I’m so sick of being sick. I seem to continually walk the line between being sick and just not feeling well. This persistent cough hurts and I really can’t afford to fall further behind, especially in Arabic. However, the doctor has put me on enough drugs to ensure that I will not be able to walk straight of the next 3-4 days. This does not bode well for my grades this semester.
I guess it is necessary to step back and make certain that my body is recovering, instead of constantly working on the edge of my physical capabilities. However, I have found it difficult to stay in bed and not be doing some kind of academic work. I have never had this problem before. I was once able to stay in bed all day and do nothing; there were days when I would pretend to be sick just so I could stay home to finish the book I was reading or to finish a drawing I was working on. One time I faked being sick because I had an inexplicable desire to learn how to play ‘Moonlight Sonata’ on the piano (it’s still the only song I know on the piano).

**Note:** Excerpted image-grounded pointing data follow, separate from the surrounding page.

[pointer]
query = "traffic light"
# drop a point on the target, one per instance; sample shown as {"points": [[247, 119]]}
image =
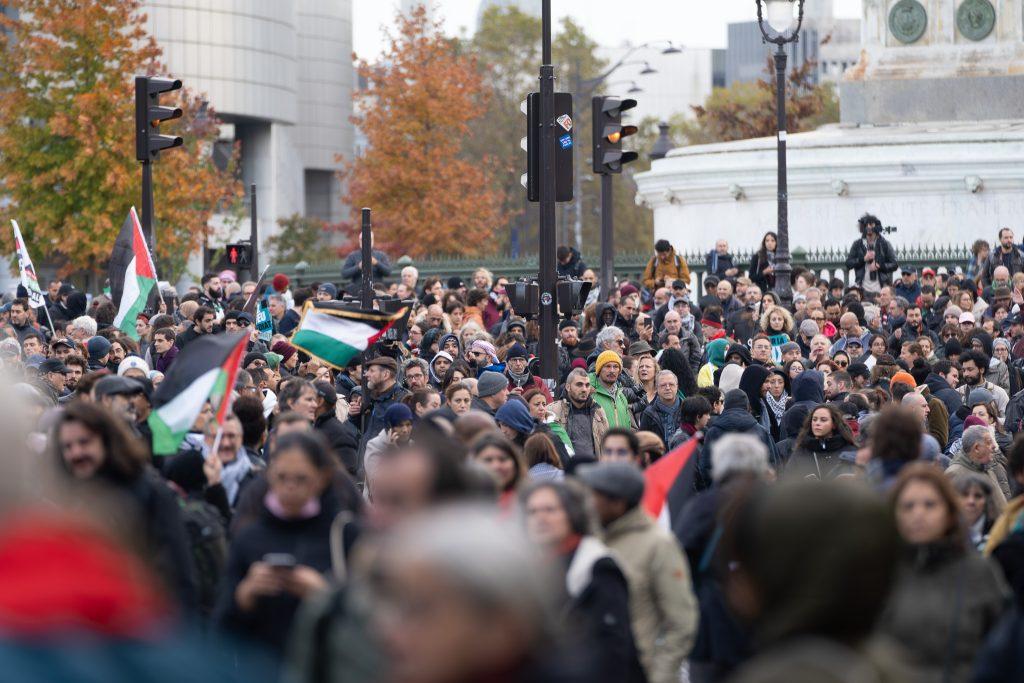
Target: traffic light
{"points": [[238, 255], [564, 139], [148, 115], [608, 134], [523, 297]]}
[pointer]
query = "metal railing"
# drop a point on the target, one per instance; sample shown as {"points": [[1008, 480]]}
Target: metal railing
{"points": [[828, 262]]}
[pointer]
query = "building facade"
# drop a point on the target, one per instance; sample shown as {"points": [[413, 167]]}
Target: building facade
{"points": [[279, 74]]}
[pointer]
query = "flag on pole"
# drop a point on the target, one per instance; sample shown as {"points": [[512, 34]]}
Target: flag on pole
{"points": [[29, 280], [336, 335], [131, 273], [669, 483], [205, 370]]}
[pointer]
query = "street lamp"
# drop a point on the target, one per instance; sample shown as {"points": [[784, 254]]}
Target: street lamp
{"points": [[782, 28]]}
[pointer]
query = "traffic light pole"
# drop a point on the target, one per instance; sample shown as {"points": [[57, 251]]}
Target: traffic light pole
{"points": [[547, 275], [253, 235], [367, 289], [146, 217], [607, 238]]}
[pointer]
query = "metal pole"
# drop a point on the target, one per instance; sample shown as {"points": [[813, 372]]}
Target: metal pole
{"points": [[253, 233], [578, 176], [607, 238], [547, 276], [782, 267], [146, 216], [367, 290]]}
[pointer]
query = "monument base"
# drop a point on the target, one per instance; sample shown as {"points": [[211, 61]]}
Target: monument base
{"points": [[941, 183]]}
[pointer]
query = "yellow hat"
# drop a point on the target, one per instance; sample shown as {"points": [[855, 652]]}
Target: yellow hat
{"points": [[606, 356]]}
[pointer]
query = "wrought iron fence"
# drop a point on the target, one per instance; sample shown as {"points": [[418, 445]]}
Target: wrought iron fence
{"points": [[828, 262]]}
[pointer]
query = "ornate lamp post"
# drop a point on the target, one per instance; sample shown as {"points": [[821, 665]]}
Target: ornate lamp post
{"points": [[782, 27]]}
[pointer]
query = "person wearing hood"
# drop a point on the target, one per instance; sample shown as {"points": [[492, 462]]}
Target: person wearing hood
{"points": [[437, 370], [998, 373], [664, 415], [946, 598], [824, 449], [813, 614], [754, 382], [517, 371], [734, 419], [716, 359], [976, 455], [808, 391]]}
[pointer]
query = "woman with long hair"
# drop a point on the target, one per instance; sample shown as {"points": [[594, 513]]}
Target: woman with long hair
{"points": [[504, 460], [947, 598], [763, 263], [825, 447]]}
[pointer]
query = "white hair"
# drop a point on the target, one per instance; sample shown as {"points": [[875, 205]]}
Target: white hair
{"points": [[735, 454], [86, 325]]}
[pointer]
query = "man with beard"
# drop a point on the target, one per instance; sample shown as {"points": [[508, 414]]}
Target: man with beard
{"points": [[584, 421], [517, 371], [384, 391]]}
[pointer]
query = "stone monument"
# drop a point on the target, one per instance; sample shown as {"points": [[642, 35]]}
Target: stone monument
{"points": [[931, 140]]}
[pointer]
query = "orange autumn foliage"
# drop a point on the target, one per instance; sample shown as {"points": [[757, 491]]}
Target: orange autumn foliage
{"points": [[423, 98], [67, 136]]}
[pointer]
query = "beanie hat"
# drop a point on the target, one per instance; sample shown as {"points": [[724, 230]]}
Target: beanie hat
{"points": [[285, 349], [974, 421], [132, 363], [396, 414], [712, 319], [489, 383], [98, 347], [606, 357], [486, 347], [515, 415], [517, 350], [903, 377]]}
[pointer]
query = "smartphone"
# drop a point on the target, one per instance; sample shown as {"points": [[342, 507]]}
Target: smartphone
{"points": [[281, 560]]}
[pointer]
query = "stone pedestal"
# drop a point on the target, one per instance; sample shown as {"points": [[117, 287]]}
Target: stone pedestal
{"points": [[937, 60]]}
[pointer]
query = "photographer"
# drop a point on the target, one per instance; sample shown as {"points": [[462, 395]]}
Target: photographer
{"points": [[871, 257]]}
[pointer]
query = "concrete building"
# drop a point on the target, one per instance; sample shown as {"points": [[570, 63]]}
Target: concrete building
{"points": [[680, 79], [279, 73], [930, 140], [833, 43]]}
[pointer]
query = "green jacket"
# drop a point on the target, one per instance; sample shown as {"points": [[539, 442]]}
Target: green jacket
{"points": [[616, 408]]}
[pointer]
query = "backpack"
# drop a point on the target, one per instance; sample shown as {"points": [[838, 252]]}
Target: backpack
{"points": [[208, 542]]}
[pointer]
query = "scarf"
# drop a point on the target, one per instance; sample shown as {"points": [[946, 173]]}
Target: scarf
{"points": [[777, 406], [233, 472]]}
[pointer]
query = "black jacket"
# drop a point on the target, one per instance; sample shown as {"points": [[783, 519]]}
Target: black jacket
{"points": [[573, 268], [885, 255], [343, 437], [732, 421], [269, 623]]}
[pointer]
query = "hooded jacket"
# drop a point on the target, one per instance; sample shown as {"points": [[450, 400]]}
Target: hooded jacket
{"points": [[751, 382], [731, 421]]}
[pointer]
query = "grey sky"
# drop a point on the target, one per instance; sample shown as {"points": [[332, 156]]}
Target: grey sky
{"points": [[695, 23]]}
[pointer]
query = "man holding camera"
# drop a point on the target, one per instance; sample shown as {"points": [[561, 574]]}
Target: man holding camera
{"points": [[871, 257]]}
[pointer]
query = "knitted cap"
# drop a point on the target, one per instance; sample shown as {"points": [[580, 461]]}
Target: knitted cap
{"points": [[606, 357]]}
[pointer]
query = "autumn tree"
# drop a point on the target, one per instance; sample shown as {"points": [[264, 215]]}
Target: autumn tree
{"points": [[68, 164], [423, 98], [747, 110]]}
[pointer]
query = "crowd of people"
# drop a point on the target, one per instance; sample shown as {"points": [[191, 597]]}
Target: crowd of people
{"points": [[438, 512]]}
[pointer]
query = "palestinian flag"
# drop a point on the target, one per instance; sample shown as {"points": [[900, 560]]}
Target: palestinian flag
{"points": [[131, 273], [669, 483], [335, 334], [204, 370]]}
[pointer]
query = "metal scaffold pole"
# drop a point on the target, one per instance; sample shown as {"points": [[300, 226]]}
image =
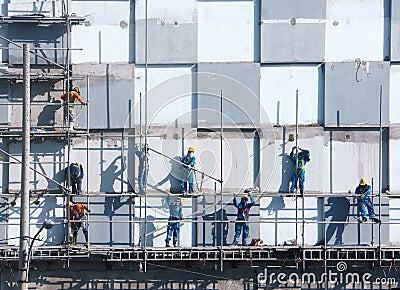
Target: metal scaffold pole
{"points": [[24, 217]]}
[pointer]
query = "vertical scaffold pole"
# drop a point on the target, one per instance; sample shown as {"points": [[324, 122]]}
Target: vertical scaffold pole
{"points": [[24, 218]]}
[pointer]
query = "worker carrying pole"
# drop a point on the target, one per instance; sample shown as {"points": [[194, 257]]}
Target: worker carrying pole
{"points": [[302, 156], [69, 109], [242, 219], [363, 191], [189, 162]]}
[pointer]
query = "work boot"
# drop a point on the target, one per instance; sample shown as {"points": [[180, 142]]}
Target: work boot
{"points": [[376, 220]]}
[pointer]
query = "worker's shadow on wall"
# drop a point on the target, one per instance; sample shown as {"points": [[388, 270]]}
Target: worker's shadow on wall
{"points": [[47, 116], [286, 172], [339, 213], [147, 232], [174, 176], [219, 227]]}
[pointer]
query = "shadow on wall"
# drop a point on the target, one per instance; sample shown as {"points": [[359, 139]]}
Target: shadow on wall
{"points": [[339, 212], [219, 230], [174, 176]]}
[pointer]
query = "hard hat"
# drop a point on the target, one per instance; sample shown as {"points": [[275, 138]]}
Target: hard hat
{"points": [[363, 181]]}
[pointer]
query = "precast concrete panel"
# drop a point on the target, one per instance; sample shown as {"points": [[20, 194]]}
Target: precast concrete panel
{"points": [[218, 226], [45, 8], [107, 169], [394, 100], [171, 31], [351, 27], [288, 9], [394, 164], [4, 87], [46, 157], [238, 170], [354, 85], [395, 31], [278, 208], [111, 89], [230, 38], [44, 38], [152, 229], [289, 41], [278, 87], [110, 222], [49, 208], [170, 95], [240, 87], [277, 167], [106, 34]]}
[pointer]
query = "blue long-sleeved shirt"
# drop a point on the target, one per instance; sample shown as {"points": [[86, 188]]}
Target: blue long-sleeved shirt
{"points": [[364, 192], [175, 211], [243, 208], [302, 158]]}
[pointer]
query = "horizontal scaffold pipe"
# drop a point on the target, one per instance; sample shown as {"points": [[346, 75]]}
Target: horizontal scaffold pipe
{"points": [[179, 162]]}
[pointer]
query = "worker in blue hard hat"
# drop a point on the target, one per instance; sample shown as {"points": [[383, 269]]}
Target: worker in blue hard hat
{"points": [[242, 218], [189, 162], [301, 156], [363, 192]]}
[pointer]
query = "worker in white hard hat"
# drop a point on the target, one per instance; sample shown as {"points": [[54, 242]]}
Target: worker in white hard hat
{"points": [[73, 95], [363, 191], [174, 225], [189, 162]]}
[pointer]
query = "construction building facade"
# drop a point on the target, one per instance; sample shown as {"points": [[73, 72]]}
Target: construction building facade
{"points": [[243, 81]]}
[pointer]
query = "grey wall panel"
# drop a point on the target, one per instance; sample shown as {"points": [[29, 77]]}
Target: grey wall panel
{"points": [[240, 86], [352, 93], [395, 31], [52, 36], [167, 43], [282, 42], [112, 89], [109, 222], [287, 9]]}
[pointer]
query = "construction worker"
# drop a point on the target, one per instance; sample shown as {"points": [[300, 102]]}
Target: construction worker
{"points": [[175, 216], [242, 219], [189, 162], [301, 156], [142, 152], [76, 175], [363, 191], [74, 94], [77, 216]]}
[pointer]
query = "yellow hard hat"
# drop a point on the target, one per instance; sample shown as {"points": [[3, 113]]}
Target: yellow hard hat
{"points": [[363, 181]]}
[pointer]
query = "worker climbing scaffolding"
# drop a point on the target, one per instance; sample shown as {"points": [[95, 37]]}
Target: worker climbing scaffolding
{"points": [[189, 162], [69, 111], [363, 192], [300, 157]]}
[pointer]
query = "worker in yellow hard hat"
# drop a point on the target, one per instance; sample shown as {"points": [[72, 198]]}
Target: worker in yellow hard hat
{"points": [[189, 162], [363, 191], [73, 95]]}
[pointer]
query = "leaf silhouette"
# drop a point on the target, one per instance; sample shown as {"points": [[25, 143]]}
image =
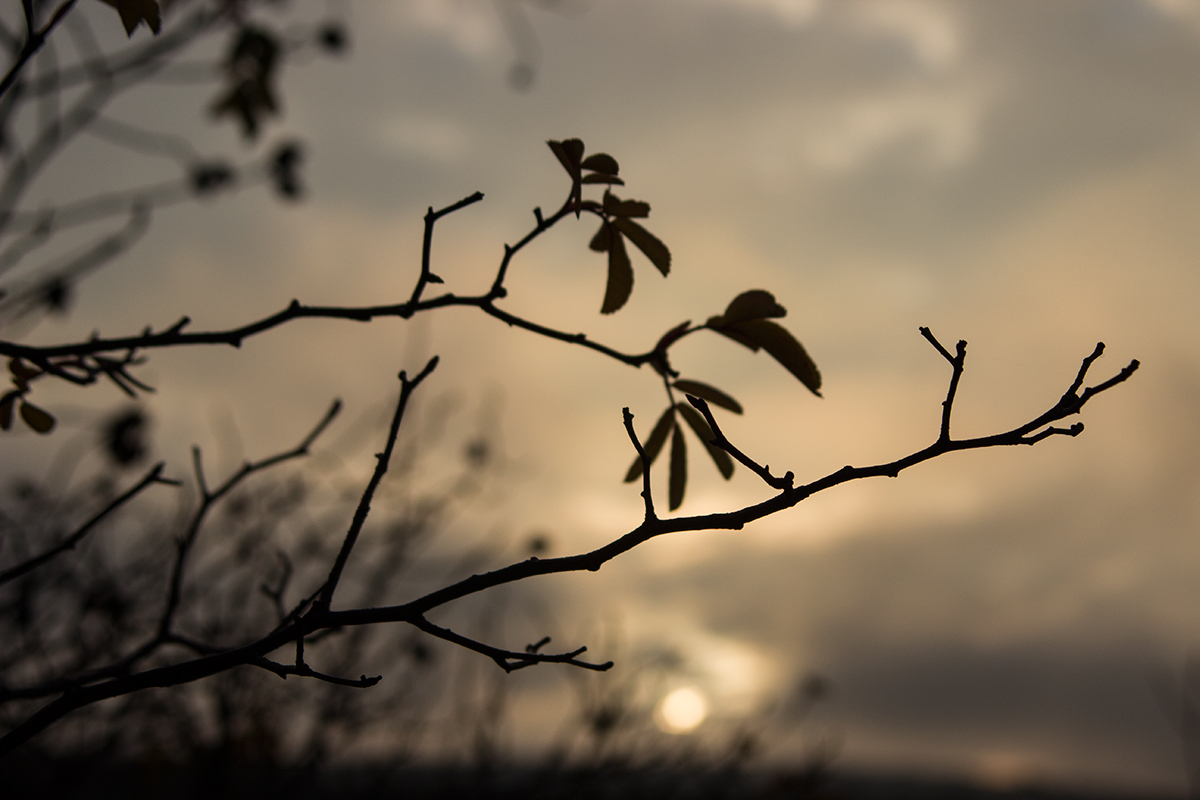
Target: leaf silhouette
{"points": [[36, 417], [653, 444], [755, 304], [705, 433], [135, 12], [604, 236], [617, 208], [21, 371], [603, 178], [621, 276], [600, 162], [677, 481], [711, 394], [784, 348], [651, 246], [570, 154], [251, 67]]}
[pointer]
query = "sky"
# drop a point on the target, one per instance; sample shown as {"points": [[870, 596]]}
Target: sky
{"points": [[1020, 175]]}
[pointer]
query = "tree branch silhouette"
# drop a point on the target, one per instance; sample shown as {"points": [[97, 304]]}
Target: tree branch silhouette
{"points": [[747, 319]]}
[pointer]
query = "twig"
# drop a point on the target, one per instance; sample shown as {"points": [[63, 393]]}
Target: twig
{"points": [[360, 513], [153, 476], [647, 497]]}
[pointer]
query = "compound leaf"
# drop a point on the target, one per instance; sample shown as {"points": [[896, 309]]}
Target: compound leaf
{"points": [[651, 245], [617, 208], [784, 348], [700, 427], [621, 276], [653, 444], [677, 481]]}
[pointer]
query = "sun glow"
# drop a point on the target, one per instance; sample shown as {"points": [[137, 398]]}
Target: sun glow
{"points": [[682, 710]]}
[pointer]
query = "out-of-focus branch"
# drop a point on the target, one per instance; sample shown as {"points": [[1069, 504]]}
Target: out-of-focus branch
{"points": [[34, 41], [321, 618], [153, 476]]}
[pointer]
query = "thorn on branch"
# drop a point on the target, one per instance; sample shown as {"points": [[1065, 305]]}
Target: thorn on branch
{"points": [[538, 645], [1073, 431]]}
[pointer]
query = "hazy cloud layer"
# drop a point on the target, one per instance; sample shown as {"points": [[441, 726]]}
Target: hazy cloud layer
{"points": [[1024, 175]]}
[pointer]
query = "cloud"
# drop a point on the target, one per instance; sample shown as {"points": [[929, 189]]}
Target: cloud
{"points": [[426, 138]]}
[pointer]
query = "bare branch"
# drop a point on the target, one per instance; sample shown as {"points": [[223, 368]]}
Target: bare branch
{"points": [[153, 476], [382, 459], [647, 497]]}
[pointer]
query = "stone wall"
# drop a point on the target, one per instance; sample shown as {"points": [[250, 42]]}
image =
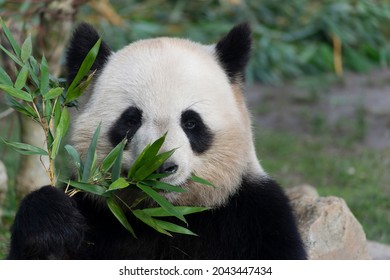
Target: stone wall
{"points": [[328, 228]]}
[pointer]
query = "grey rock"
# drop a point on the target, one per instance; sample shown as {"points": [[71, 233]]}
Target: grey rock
{"points": [[328, 228]]}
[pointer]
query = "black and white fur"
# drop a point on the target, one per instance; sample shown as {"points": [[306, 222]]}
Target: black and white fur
{"points": [[193, 92]]}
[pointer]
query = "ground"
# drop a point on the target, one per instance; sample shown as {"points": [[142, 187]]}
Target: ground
{"points": [[333, 133]]}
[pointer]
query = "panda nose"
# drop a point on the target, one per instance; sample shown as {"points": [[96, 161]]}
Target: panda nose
{"points": [[168, 167]]}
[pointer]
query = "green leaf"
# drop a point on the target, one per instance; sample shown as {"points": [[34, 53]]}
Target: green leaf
{"points": [[26, 50], [201, 181], [161, 201], [17, 93], [148, 152], [48, 111], [22, 78], [118, 184], [152, 165], [44, 79], [83, 70], [61, 130], [155, 176], [90, 155], [26, 149], [10, 38], [184, 210], [79, 90], [53, 93], [4, 78], [57, 113], [117, 166], [21, 108], [163, 186], [138, 162], [118, 213], [33, 69], [149, 221], [10, 55], [110, 159], [174, 228], [90, 188]]}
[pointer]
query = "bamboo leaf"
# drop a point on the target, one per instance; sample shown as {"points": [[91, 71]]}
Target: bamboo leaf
{"points": [[118, 213], [152, 165], [20, 107], [57, 113], [161, 201], [44, 79], [53, 93], [26, 149], [110, 159], [117, 165], [163, 186], [26, 49], [17, 93], [33, 69], [83, 70], [91, 188], [201, 181], [10, 38], [4, 78], [79, 90], [90, 155], [174, 228], [148, 152], [155, 176], [76, 159], [10, 55], [149, 221], [184, 210], [61, 130], [21, 78], [48, 110], [118, 184]]}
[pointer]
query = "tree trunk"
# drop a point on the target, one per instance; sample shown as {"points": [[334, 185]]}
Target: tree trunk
{"points": [[3, 187], [54, 30]]}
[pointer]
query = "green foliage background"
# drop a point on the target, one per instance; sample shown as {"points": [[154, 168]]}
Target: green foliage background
{"points": [[291, 38]]}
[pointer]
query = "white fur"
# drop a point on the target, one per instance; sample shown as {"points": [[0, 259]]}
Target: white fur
{"points": [[164, 77]]}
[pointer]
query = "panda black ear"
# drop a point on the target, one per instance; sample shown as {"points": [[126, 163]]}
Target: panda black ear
{"points": [[233, 51], [83, 39]]}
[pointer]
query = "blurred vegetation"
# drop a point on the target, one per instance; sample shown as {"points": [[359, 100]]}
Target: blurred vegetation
{"points": [[291, 39]]}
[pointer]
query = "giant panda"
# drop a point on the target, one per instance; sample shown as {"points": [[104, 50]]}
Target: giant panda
{"points": [[193, 92]]}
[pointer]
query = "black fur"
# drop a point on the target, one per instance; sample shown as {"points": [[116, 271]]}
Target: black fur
{"points": [[47, 225], [233, 51], [83, 39], [257, 223], [199, 135], [125, 126]]}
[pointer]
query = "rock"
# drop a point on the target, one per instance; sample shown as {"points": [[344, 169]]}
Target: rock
{"points": [[379, 251], [3, 187], [328, 228]]}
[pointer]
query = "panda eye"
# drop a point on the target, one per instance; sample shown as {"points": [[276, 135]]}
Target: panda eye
{"points": [[190, 124]]}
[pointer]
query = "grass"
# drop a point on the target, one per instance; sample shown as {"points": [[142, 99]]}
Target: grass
{"points": [[334, 165], [360, 176]]}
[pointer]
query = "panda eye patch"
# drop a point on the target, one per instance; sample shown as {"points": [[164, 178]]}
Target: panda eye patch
{"points": [[199, 135], [126, 125], [189, 124]]}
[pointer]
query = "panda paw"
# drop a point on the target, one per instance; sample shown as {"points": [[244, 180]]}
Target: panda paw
{"points": [[48, 225]]}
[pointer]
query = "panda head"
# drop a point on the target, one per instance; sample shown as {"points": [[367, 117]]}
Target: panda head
{"points": [[189, 90]]}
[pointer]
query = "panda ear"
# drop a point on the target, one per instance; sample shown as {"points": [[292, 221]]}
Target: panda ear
{"points": [[233, 51], [83, 39]]}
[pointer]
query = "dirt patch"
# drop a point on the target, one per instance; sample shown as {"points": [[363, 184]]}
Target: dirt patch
{"points": [[356, 107]]}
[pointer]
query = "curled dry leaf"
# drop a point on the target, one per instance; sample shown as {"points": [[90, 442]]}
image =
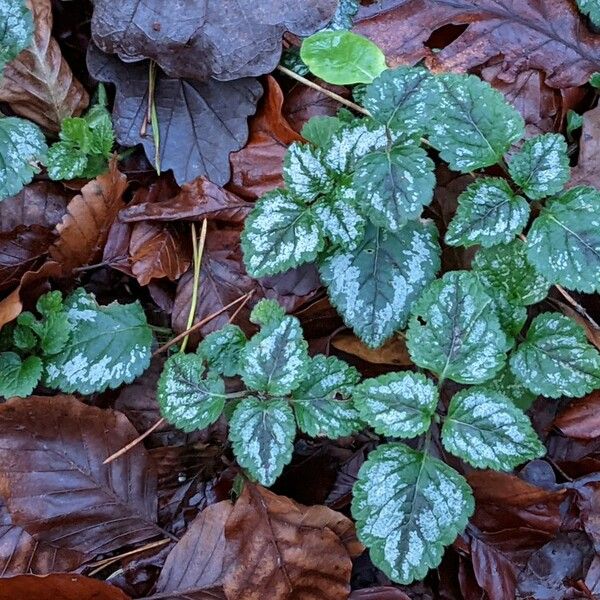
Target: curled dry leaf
{"points": [[201, 39], [200, 123], [54, 447], [58, 586], [83, 231], [39, 84], [258, 167], [548, 35]]}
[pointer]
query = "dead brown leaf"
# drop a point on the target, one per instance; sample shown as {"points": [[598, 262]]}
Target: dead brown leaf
{"points": [[39, 84]]}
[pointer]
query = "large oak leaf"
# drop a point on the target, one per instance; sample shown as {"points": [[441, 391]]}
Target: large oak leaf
{"points": [[55, 484], [200, 39], [200, 123]]}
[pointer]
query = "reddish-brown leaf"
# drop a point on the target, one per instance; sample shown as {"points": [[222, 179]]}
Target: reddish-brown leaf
{"points": [[84, 229], [282, 550], [39, 84], [55, 485], [58, 586], [257, 168]]}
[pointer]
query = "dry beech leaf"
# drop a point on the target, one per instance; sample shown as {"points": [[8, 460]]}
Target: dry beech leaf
{"points": [[83, 231], [58, 586], [39, 84], [257, 168], [54, 447], [548, 35], [279, 549], [200, 39]]}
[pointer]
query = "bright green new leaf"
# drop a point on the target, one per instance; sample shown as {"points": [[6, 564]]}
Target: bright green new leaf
{"points": [[189, 397], [555, 359], [280, 233], [455, 332], [22, 145], [18, 377], [488, 431], [342, 57], [488, 214], [397, 404], [564, 241], [408, 506], [542, 167], [472, 124], [109, 345], [321, 403], [393, 186], [262, 433], [375, 286]]}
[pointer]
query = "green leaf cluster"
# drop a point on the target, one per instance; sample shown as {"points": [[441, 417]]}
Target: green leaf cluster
{"points": [[74, 345]]}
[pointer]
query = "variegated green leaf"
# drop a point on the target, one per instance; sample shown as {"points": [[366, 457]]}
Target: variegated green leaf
{"points": [[504, 269], [542, 167], [397, 404], [276, 359], [375, 286], [555, 359], [455, 332], [393, 186], [322, 404], [408, 506], [109, 345], [22, 145], [472, 124], [262, 433], [564, 241], [190, 397], [280, 233], [488, 213], [488, 431]]}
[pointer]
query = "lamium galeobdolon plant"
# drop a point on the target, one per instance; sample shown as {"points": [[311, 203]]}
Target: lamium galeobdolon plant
{"points": [[353, 204]]}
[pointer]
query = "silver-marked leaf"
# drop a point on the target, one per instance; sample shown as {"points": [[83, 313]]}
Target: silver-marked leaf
{"points": [[542, 167], [276, 359], [564, 241], [488, 431], [22, 145], [17, 30], [504, 269], [555, 359], [262, 433], [222, 350], [455, 332], [375, 286], [280, 233], [109, 345], [321, 403], [408, 506], [339, 218], [189, 397], [394, 185], [488, 214], [397, 404], [304, 172], [472, 124], [18, 377], [399, 98]]}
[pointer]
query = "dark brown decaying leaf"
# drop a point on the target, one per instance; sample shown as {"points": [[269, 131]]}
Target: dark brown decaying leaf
{"points": [[39, 84], [58, 586], [53, 448], [279, 548], [257, 168], [83, 231], [200, 39], [548, 35], [200, 122]]}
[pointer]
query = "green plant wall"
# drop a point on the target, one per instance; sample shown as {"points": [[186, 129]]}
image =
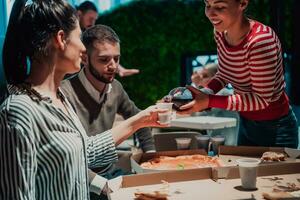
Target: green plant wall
{"points": [[154, 36]]}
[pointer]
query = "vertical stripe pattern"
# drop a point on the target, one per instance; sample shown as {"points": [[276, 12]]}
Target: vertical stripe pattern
{"points": [[44, 153]]}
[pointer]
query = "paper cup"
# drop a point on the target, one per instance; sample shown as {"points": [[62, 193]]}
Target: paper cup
{"points": [[248, 172], [165, 118]]}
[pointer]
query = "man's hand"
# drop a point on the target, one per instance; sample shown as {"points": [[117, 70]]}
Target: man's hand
{"points": [[199, 103], [127, 72]]}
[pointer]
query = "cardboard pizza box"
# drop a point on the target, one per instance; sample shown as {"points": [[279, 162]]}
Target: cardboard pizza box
{"points": [[125, 186], [229, 154], [195, 183], [139, 158]]}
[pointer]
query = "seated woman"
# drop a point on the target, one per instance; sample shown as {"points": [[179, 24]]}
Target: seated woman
{"points": [[44, 150]]}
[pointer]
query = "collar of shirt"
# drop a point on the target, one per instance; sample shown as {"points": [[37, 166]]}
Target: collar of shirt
{"points": [[95, 94]]}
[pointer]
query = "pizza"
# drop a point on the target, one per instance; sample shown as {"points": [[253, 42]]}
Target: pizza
{"points": [[181, 162], [154, 195], [273, 156]]}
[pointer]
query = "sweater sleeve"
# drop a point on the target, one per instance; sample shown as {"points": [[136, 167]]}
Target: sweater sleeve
{"points": [[127, 109], [101, 150], [265, 63]]}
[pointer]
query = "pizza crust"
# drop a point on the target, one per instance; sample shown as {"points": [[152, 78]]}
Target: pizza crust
{"points": [[181, 162]]}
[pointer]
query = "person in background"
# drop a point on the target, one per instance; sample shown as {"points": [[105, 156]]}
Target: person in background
{"points": [[250, 59], [200, 79], [87, 13], [95, 93], [45, 152]]}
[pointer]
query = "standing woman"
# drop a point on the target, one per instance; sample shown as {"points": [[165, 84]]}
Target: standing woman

However, those days are gone and now I find myself jumping up every ten minutes or so to go look up a due date or to check if the conjugations that I was doing in my head were correct. All I can think of is how I am just falling more and more behind than I already was. I actually considered not taking the medication given to me until Wednesday so that I could study and take my Arabic midterm and finish up a paper I was working on. My mom and Skylark finally convinced me that I was being an idiot and so I’m sitting here at home fretting about all the work I have to do. I wonder when I grew up and became an adult, who is incapable of relaxing and enjoying the moment (however brief) of freedom from academia. I don’t think that the stress is helping the recovery process. I just want to yell at my body, “GET BETTER! DAMN IT!,” and I just did. I think my Thai roommates are a bit frightened now. I better go explain.